I had a problem with my seeds disappearing once too, turned out to be rabbits in my garden, the little buggers were eating them as fast as I could plant them. I ended up going to Herz rent-a-cat and the problem was resolved almost instantly. 
However, I get the feeling your problem might be more involved, but first, can you see the seed/peers properly in your task column? It should display them like this 0/0 [0/0], which means, (connected) seeds/peers (total) [seeds/peers]
If they don’t display in your column either, then something is corrupt and you should probably do a clean install after uninstalling and deleting your installation folder and your bitcomet folder in your “appdata” folder. Doing this will delete all your tasks (not your downloaded files), so you would need to backup any current tasks beforehand, or you can just restart the torrents and they will continue from their current level.

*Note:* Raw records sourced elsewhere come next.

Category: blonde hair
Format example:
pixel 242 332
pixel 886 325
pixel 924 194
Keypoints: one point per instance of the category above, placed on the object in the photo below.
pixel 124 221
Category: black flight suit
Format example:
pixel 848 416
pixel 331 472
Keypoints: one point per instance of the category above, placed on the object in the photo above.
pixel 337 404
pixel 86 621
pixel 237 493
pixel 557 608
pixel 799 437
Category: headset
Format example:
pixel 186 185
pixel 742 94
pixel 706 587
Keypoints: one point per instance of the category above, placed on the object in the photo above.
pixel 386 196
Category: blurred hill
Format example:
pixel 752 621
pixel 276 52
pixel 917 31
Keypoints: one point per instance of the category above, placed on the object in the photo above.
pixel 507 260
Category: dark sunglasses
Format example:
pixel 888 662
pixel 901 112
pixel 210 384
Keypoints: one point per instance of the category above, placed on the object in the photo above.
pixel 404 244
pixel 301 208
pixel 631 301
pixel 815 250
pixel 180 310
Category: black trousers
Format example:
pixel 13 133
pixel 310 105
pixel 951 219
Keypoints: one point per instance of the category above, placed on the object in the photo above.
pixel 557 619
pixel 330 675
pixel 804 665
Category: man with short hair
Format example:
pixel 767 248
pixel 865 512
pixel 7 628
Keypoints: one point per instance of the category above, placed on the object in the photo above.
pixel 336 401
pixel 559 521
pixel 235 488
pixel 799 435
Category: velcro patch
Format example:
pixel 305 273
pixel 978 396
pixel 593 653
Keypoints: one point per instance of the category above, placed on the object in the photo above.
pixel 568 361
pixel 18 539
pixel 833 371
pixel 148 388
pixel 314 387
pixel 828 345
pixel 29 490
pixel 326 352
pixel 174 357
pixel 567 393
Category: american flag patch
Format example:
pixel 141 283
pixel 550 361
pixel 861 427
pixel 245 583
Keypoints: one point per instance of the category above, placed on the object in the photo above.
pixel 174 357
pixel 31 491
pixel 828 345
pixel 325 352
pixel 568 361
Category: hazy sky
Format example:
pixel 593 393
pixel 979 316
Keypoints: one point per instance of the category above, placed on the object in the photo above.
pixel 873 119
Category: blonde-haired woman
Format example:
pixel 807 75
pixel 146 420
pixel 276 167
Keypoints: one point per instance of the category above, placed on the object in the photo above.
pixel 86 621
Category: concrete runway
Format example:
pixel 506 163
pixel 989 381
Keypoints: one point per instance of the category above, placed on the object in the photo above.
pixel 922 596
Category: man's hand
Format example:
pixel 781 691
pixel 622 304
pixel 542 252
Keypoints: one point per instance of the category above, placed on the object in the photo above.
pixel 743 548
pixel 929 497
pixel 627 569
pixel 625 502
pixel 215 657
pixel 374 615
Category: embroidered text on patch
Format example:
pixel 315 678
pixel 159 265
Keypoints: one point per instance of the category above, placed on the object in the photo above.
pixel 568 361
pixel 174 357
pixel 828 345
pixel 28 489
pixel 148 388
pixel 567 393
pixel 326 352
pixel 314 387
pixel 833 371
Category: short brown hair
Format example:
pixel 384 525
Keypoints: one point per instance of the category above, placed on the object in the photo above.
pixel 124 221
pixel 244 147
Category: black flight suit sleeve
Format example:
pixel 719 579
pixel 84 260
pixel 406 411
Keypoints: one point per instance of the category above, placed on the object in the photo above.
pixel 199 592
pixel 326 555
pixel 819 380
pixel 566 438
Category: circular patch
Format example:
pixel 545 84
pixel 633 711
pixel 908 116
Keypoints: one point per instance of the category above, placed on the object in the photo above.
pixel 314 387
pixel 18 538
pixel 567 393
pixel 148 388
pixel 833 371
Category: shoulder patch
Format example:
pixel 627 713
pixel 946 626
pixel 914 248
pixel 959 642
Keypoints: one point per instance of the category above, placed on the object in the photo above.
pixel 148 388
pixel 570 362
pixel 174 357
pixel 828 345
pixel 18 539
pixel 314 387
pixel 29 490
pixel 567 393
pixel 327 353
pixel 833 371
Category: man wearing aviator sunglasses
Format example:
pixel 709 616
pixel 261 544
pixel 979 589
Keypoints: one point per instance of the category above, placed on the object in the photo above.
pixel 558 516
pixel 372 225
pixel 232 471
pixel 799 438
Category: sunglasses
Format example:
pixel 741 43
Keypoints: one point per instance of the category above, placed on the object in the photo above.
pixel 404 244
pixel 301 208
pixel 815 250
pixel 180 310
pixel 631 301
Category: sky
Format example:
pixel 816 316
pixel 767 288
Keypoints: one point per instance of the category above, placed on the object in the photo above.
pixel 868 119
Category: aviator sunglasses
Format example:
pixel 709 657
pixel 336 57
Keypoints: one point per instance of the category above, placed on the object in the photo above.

As for your performance problem, keep in mind that your performance depends on the availability of the pieces you need, so some torrents will be slow no matter what you do, but in order to get the maximum performance, you need to properly setup bitcomet. Since you were through in providing the requested info, I can tell you a good place to start would be your global max upload speed limit. You want to upload as much as possible, but you don’t want to upload so much data that you become unable to reply to connections/requests from other peers. If this happens, the better peers will assume you have nothing to offer them and you will be ignored, so the idea is to find a limit that will allow as much upload as possible and leave enough bandwidth available for timely communications. For most users the best setting is about 80%.
Here are the calculations.
Your tested upload speed is 0.86megabits per second, or 860kilobits per second. We need to convert that from bits to Bytes, so 860kb/s would equal about 108kB/s. That is the fastest your connection can upload under ideal conditions. 80% of that would be about 86kB/s, which is a good place to start for your global max upload rate limit.
You can try adjusting it up a bit when nothing else is using your internet, or down if it interferes with your internet usage. There is no perfect percentage for everyone. A lot of factors can effect your performance, so some users might work best at 90%, and others at 70%, you need to find what works best for you.
Don’t make quick changes though. Pick a setting and use it for a few hours/days/weeks and whenever you make a change, don’t be quick to judge if it helped or hurt, only long-term observation can tell you the effects of a change.